IF YOU LIVE IN NEW YORK, PLEASE LET ME BORROW YOUR CAR
I drive a 2011 Jeep Grand Cherokee and if I didn’t take such horrible care of her, it wouldn’t be too out of line to say she’s my baby.
The tires are bald, my left blinker has been on the blink for longer than I care to admit, and as luck would have it, the A/C went out the week before I took her to Carmax. She’s got the mechanical issues only a mother can love unconditionally. And love her, I do.
Not to be too political here, but her true name is the Gray Pearl named after none other than the Black Pearl, helmed by none other than Captain Jack Sparrow.
I’m not a car fanatic, but when I finally faced the brutal fact that I was going to have to sell The Pearl, my stomach flipped. It’s not about selling my vehicle per se, it’s about what happens in the car. And what happens in the car is music.
The Verse
As a kid – and well into my high school years – weekend mornings were spent hitting the McDonald’s drive-thru with my dad on the way to softball tournaments hours outside of town. While he listened to AM radio – if you don’t know what AM radio is, politely see yourself out – this particular Saturday he played a CD my mom had just burned for him. And if you don’t know what burning a CD or Limewire is, politely see yourself out.
As the words Teenage Wasteland reverbed in the car, I turned to my dad speechless and asked who was singing. “The Who?” He asked me, appalled I didn’t recognize it. “Yeah, who?” I asked. What?
He must have been truly disappointed in me because we only listened to music in the car from that day on.

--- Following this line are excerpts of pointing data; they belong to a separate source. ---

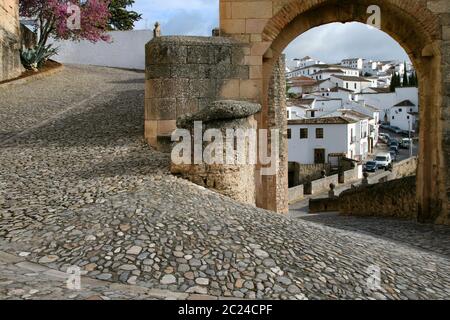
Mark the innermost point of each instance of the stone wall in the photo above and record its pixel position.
(396, 199)
(235, 180)
(310, 172)
(405, 168)
(186, 74)
(352, 175)
(323, 205)
(296, 194)
(322, 185)
(10, 65)
(268, 26)
(275, 198)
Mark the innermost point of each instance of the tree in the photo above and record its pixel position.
(395, 82)
(405, 76)
(121, 18)
(55, 18)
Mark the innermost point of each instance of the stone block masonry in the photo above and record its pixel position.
(394, 199)
(10, 65)
(186, 74)
(236, 181)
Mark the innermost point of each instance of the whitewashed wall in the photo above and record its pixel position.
(127, 50)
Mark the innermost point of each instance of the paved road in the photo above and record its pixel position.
(79, 187)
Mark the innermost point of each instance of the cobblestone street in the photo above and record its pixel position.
(80, 187)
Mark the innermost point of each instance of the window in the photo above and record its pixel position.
(319, 133)
(304, 133)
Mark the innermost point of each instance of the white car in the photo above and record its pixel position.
(383, 160)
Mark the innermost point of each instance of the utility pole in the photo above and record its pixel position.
(410, 140)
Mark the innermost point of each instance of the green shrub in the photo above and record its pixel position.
(34, 58)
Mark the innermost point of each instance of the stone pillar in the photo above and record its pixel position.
(275, 197)
(235, 180)
(186, 74)
(10, 65)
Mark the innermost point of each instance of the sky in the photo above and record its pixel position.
(330, 43)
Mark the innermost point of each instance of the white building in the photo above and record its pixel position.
(356, 84)
(383, 99)
(303, 62)
(310, 141)
(361, 135)
(307, 70)
(354, 63)
(404, 115)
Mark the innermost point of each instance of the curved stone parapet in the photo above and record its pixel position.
(236, 180)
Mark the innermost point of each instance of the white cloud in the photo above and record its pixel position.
(331, 42)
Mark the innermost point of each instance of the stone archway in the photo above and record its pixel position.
(422, 28)
(185, 74)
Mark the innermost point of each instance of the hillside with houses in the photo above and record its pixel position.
(341, 109)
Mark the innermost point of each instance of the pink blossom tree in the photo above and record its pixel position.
(55, 18)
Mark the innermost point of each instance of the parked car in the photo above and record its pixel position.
(383, 160)
(393, 155)
(393, 149)
(371, 166)
(396, 130)
(394, 142)
(405, 143)
(405, 133)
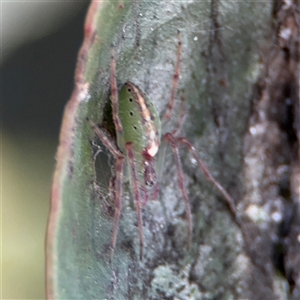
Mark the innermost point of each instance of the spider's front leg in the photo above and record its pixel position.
(118, 182)
(136, 191)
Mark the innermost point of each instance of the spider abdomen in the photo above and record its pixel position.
(140, 121)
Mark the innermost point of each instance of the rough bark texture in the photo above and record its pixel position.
(240, 79)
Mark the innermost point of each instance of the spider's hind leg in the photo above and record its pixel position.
(172, 140)
(137, 192)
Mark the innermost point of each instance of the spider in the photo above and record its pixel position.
(138, 137)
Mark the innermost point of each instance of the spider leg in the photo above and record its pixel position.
(171, 139)
(175, 80)
(208, 175)
(118, 184)
(137, 194)
(181, 118)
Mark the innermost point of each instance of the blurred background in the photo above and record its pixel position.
(39, 46)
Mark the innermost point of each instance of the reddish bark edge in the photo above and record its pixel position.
(64, 154)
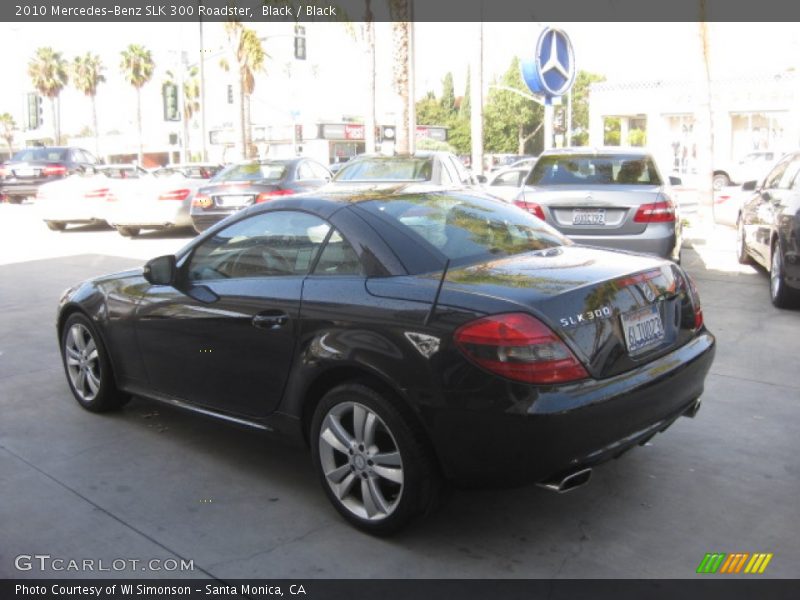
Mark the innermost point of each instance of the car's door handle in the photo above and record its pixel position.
(270, 319)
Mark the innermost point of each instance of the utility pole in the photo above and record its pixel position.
(476, 103)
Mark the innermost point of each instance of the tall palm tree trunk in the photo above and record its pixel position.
(96, 129)
(140, 157)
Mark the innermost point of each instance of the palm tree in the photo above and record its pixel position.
(7, 128)
(87, 74)
(250, 56)
(400, 11)
(137, 67)
(48, 73)
(191, 99)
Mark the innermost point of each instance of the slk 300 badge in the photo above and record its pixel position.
(603, 312)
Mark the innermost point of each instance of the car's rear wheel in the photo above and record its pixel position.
(741, 244)
(373, 461)
(56, 225)
(128, 231)
(720, 180)
(87, 366)
(781, 295)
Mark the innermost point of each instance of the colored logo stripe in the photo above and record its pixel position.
(734, 563)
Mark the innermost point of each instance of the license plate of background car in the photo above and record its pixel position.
(643, 329)
(233, 201)
(594, 216)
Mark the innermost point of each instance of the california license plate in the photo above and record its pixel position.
(234, 201)
(594, 216)
(643, 329)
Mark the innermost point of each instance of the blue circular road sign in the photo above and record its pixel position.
(551, 71)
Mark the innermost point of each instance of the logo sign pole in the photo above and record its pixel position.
(550, 73)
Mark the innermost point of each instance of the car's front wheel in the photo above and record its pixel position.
(372, 459)
(87, 366)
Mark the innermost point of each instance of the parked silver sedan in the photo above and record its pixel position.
(161, 201)
(608, 197)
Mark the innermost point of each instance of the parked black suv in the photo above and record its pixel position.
(21, 176)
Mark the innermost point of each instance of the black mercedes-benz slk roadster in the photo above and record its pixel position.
(412, 338)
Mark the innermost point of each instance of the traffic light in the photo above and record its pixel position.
(171, 110)
(299, 42)
(34, 110)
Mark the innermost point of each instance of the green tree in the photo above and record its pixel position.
(512, 120)
(137, 68)
(448, 94)
(580, 106)
(49, 75)
(87, 74)
(250, 57)
(7, 128)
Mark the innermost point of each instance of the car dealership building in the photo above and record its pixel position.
(748, 113)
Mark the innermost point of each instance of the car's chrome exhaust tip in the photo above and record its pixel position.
(692, 411)
(574, 480)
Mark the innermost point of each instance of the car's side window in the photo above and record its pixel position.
(772, 180)
(279, 243)
(338, 258)
(304, 171)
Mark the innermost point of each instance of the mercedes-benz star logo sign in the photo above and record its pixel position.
(556, 61)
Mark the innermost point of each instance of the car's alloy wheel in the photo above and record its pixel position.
(741, 246)
(781, 296)
(87, 366)
(373, 460)
(361, 461)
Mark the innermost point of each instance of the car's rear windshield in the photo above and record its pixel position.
(465, 228)
(387, 169)
(252, 172)
(51, 154)
(594, 169)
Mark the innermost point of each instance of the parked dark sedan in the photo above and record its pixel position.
(21, 176)
(254, 182)
(768, 229)
(409, 339)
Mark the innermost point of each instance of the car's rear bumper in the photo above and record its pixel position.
(659, 239)
(532, 433)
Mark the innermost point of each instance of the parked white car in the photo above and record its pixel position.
(84, 198)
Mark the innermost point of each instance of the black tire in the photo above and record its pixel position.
(106, 397)
(741, 244)
(781, 295)
(720, 180)
(55, 225)
(394, 429)
(128, 231)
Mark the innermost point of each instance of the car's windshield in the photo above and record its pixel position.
(52, 154)
(465, 228)
(387, 169)
(252, 172)
(592, 169)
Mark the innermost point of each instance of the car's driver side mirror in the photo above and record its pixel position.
(161, 271)
(749, 186)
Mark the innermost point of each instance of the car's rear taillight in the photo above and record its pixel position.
(267, 196)
(698, 309)
(657, 212)
(531, 207)
(175, 195)
(54, 171)
(520, 347)
(98, 193)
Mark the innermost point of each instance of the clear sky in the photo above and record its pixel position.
(331, 82)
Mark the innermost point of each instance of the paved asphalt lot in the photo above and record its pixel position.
(153, 482)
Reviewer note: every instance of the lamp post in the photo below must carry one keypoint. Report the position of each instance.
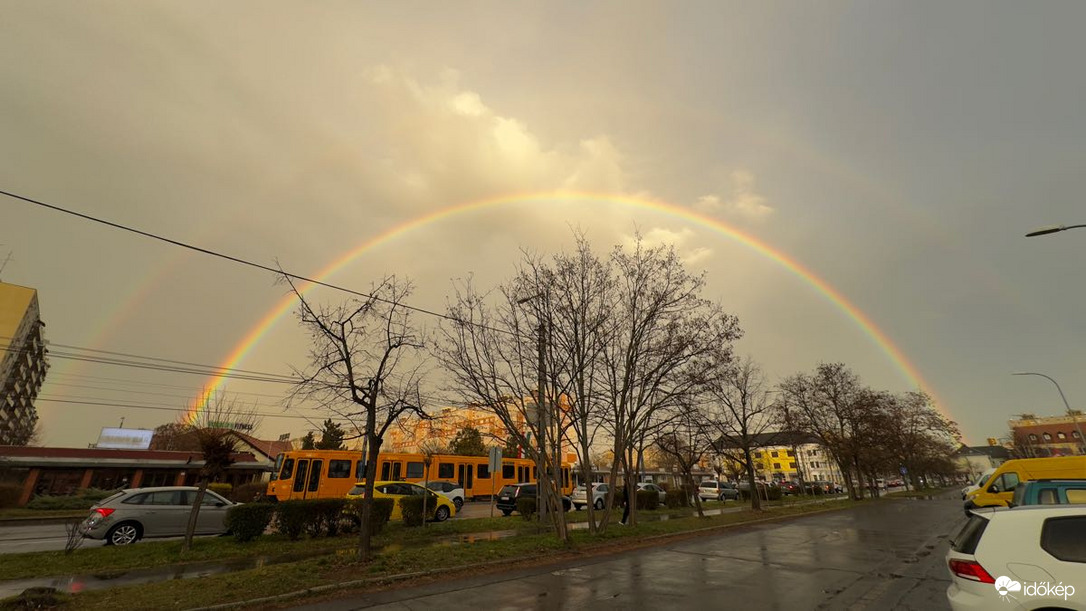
(1071, 412)
(542, 482)
(1051, 229)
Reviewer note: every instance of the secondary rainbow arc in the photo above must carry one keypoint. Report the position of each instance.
(252, 338)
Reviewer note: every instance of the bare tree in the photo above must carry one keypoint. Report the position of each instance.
(656, 356)
(684, 438)
(366, 367)
(822, 405)
(211, 429)
(741, 412)
(493, 359)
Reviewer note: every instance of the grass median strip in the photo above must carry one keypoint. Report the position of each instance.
(400, 559)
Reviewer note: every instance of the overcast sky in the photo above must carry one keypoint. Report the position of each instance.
(899, 151)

While he smoked a Marlboro Red out the window of his Ford Ranger, I was having a spiritual experience with Baba O’Riley mere inches away in the passenger seat.
The next half-decade of car rides was filled with The Boss, Van Morrison, The Eagles, and occasionally my mom would slide her CD in and play The Temptations, The Bee Gees, The Go-Gos, and for a real treat, ABBA.
The Chorus
Before my sister left for college, we’d drive for hours in her Jeep Wrangler with the top off and hit the nearest Jamba Juice which was 45 minutes ‘down the mountain.’ She showed me the secret menu – hello white gummy – and blew my 14-year-old mind with bands like Cartel, Panic at the Disco, and Cobra Starship. Once I got my permit, I repaid her favor by blowing her speakers – I’ve yet to tell I was the guilty party.

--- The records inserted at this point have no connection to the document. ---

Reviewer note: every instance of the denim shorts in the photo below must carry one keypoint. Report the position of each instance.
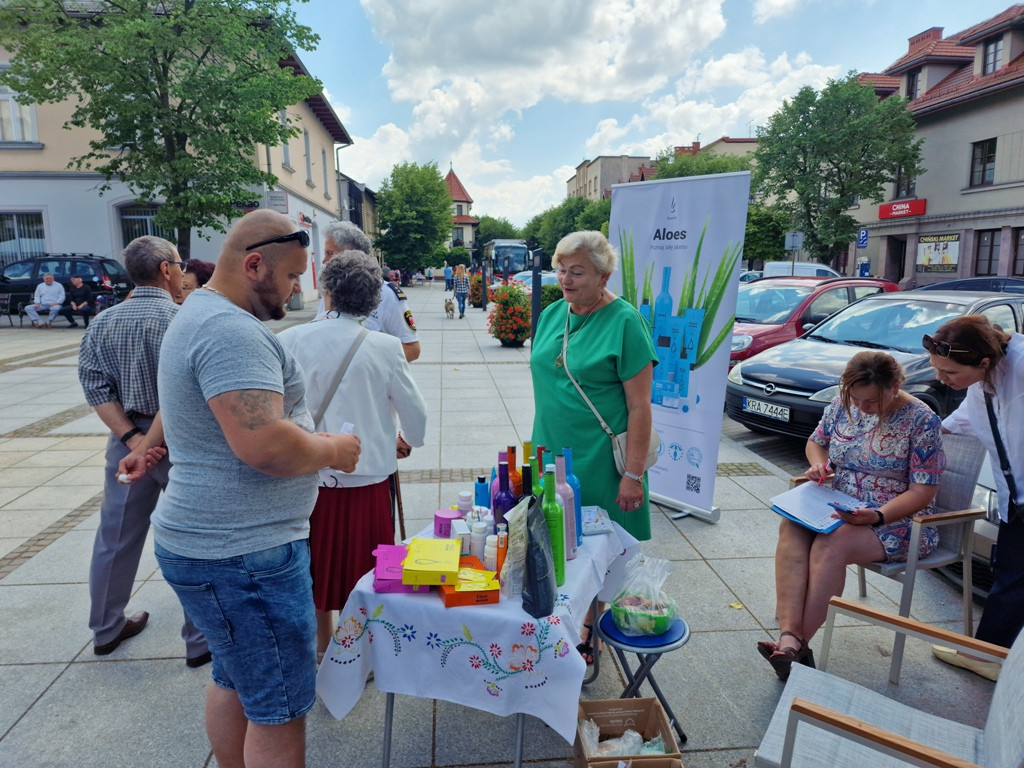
(256, 611)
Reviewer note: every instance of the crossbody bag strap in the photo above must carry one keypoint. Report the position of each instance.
(339, 376)
(1004, 461)
(565, 365)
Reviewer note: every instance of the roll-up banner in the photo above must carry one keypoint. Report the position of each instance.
(680, 245)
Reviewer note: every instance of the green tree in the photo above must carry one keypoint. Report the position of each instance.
(822, 152)
(701, 164)
(765, 238)
(414, 214)
(179, 94)
(559, 221)
(492, 227)
(595, 216)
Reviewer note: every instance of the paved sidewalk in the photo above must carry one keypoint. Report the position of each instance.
(60, 706)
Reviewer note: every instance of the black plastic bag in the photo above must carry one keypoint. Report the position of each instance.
(539, 572)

Eventually, I got my very own Jeep and blew those speakers as well – a Liberty named after Louis from OneDirection who I will marry.
I got my license before my older brother because I’m obviously way smarter than him. And as a result, he made me pick him up from all the high school parties. I now realize he was way smarter and completely played me.

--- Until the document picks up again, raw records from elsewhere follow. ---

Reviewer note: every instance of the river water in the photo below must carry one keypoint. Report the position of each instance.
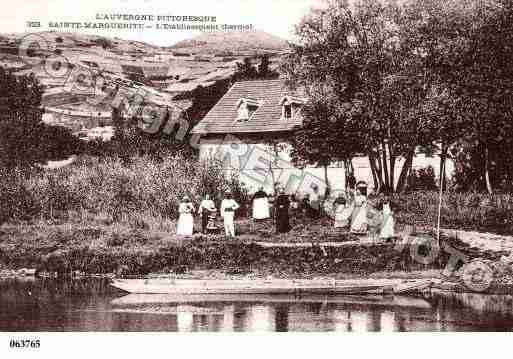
(92, 305)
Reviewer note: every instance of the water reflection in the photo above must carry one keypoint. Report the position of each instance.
(92, 305)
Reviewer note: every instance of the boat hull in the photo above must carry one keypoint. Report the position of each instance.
(291, 287)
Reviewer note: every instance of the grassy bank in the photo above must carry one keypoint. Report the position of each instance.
(464, 211)
(145, 193)
(115, 249)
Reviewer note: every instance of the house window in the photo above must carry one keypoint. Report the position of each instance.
(287, 111)
(246, 109)
(243, 114)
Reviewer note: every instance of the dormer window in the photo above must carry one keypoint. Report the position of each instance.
(290, 106)
(287, 111)
(246, 107)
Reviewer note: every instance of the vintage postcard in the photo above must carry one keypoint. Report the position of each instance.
(255, 166)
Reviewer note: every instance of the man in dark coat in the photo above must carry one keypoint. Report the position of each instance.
(282, 212)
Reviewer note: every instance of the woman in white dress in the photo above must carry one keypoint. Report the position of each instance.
(228, 208)
(342, 212)
(185, 223)
(387, 228)
(261, 205)
(359, 215)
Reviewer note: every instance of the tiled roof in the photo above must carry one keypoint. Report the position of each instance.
(222, 118)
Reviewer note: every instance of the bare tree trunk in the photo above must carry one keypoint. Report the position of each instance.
(326, 181)
(392, 168)
(374, 174)
(379, 169)
(385, 168)
(487, 171)
(443, 158)
(405, 171)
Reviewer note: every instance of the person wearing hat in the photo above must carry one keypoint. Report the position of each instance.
(228, 208)
(359, 223)
(342, 211)
(315, 202)
(261, 205)
(206, 209)
(185, 225)
(282, 212)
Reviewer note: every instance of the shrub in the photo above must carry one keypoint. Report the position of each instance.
(422, 180)
(142, 188)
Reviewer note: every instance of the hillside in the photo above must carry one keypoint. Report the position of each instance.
(233, 43)
(90, 71)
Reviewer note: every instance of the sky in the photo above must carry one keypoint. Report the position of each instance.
(276, 17)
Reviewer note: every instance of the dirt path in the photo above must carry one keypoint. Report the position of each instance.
(481, 240)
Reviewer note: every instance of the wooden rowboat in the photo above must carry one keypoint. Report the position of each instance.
(192, 299)
(275, 286)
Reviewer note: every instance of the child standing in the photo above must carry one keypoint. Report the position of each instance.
(228, 208)
(387, 228)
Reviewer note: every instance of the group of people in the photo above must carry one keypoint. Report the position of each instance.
(208, 212)
(354, 214)
(350, 212)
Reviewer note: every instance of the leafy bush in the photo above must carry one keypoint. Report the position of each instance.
(422, 179)
(125, 191)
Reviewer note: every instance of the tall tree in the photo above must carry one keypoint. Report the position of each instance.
(352, 54)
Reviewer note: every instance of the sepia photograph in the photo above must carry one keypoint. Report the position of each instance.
(255, 166)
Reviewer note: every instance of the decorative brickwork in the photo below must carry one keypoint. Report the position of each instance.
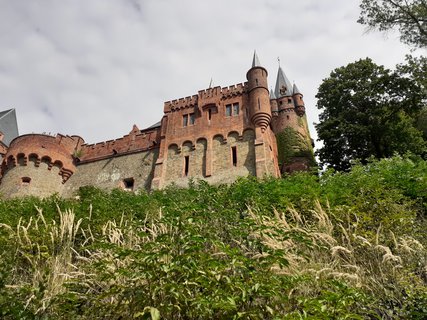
(217, 135)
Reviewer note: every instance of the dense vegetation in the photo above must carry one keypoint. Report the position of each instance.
(368, 110)
(345, 245)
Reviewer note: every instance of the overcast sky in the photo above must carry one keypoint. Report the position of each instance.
(96, 67)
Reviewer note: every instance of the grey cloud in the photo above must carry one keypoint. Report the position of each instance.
(100, 66)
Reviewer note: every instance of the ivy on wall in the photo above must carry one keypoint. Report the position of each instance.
(292, 144)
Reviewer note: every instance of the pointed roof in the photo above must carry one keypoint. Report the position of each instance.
(8, 125)
(255, 61)
(272, 95)
(295, 90)
(283, 85)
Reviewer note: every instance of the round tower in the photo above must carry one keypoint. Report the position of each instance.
(259, 99)
(298, 101)
(38, 165)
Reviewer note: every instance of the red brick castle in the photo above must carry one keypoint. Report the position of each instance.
(217, 135)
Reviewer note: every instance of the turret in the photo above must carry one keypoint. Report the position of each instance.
(273, 103)
(290, 126)
(298, 101)
(259, 99)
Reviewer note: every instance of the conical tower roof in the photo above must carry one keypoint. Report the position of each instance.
(283, 85)
(295, 90)
(272, 95)
(255, 61)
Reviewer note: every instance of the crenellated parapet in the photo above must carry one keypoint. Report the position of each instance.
(182, 103)
(53, 151)
(136, 141)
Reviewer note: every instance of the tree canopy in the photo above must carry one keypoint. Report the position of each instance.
(367, 110)
(408, 16)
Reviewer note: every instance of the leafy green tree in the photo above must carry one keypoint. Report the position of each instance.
(367, 110)
(408, 16)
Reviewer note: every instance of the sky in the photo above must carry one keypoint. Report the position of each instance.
(94, 68)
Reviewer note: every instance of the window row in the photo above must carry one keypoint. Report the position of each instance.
(233, 161)
(230, 110)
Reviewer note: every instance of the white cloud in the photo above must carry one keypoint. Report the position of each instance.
(94, 68)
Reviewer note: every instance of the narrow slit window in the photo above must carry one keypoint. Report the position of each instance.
(234, 156)
(192, 118)
(186, 165)
(228, 110)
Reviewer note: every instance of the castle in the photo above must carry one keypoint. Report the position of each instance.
(217, 135)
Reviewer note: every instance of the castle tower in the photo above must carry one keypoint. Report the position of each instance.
(38, 164)
(259, 100)
(289, 123)
(260, 115)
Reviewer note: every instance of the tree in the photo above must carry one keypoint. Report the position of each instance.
(416, 69)
(367, 110)
(408, 16)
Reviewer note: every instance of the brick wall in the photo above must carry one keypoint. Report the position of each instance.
(43, 181)
(110, 173)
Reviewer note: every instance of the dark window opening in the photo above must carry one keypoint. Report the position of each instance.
(236, 109)
(128, 184)
(234, 156)
(228, 110)
(192, 118)
(186, 165)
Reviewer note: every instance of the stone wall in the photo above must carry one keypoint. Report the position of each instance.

One egregiously late evening, he and his friends crammed in the backseat smelling especially herbaceous, unplugged my iPod Shuffle, and plugged his in.
Banger after banger, it was A Tribe Called Quest, Wu-Tang Clan, Beastie Boys. Was my brother… cool? Was I? Were we?
Louis, my sweet, sweet Jeep met his fateful end on the final day of senior year. I left him totaled on the side of the road and missed my high school graduation.
Out of sheer panic that I was without a car and about to blow the speakers in my mom’s car, we hit the Jeep dealership and I drove off in . . . The Pearl.
The Outro
Louis got the job done, and may he rest in peace. But The Pearl was employee of the month.
For once in my life, I can truthfully say that I did not blow the speakers in my car. The year and model of my Jeep were subject to electrical issues particularly affecting the speakers. They weren’t blown, they were broken.
I had no speakers and no money to fix them, but I did have a phone and a cup holder. We called it the amphitheater and while it wasn’t ideal, it played sold-out shows for years until I saved up enough money to fix it. JK, I put it on my credit card and I’m still paying it off.
I look at The Pearl with her Avengers sticker peeling off the back left corner and a Sex Wax air freshener dangling from the rearview mirror. And I think about NYC. No windows to roll down on the train, no steering wheel, no AM/FM. Do I ask my Uber driver for the AUX? Do I listen to Pusha T in AirPods at a low volume? Or worse – do I start listening to podcasts?
Who Jenna will be without Jeep is yet to be discovered. But for now, I have exited the vehicle. And I’m depressed.